[EM] pairwise, fairness, and information content
Craig Carey
research at ijs.co.nz
Thu Aug 15 16:46:01 PDT 2002
Solving a 2 candidate election without use of pairwise comparing.
|(b0/(a0+b0) < q) implies (B wins)
> q
...
|Just to use P1. The candidate under consideration is A:
The same result follows from P2 with no algebra.
| 1st 2nd
|A a0 a0 - u*(1-v)
|AB ab ab - u*v
|B b0 b0 + t + u*(1-w)
|BA ba ba - t + u*w
|
|Define: b=b0+ba, a=a0+ab. A usual case has p=1/2.
|
|(For all a0,ab,b0,ba,t,u,v,w) [
| ((0<=t<=b)(0<=u<=a)(0<=v<=1)(0<=w<=1)) implies
| [A loses the 1st .implies. A loses the 2nd] ]
That constraint, "0<=t<=b" is wrong. Instead it ought be
"0<t", or "0<=t<ba". The first of the 2 seems OK.

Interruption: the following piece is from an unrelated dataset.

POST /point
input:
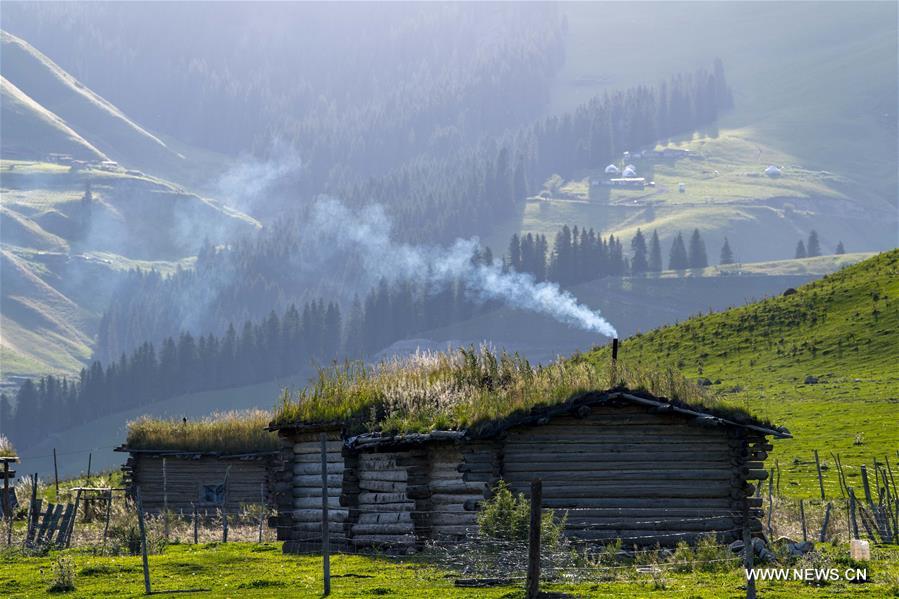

See, no use of the number of winners. Yet at this list the persons that
write tend to restrict the number of winners to be 1, when it seems far
from obvious how the mathematics of fairness for voters and candidates,
would lead to that. E.g. Richard writes about pairwise comparing but
not how to untangle graphs showing 20 or more winners.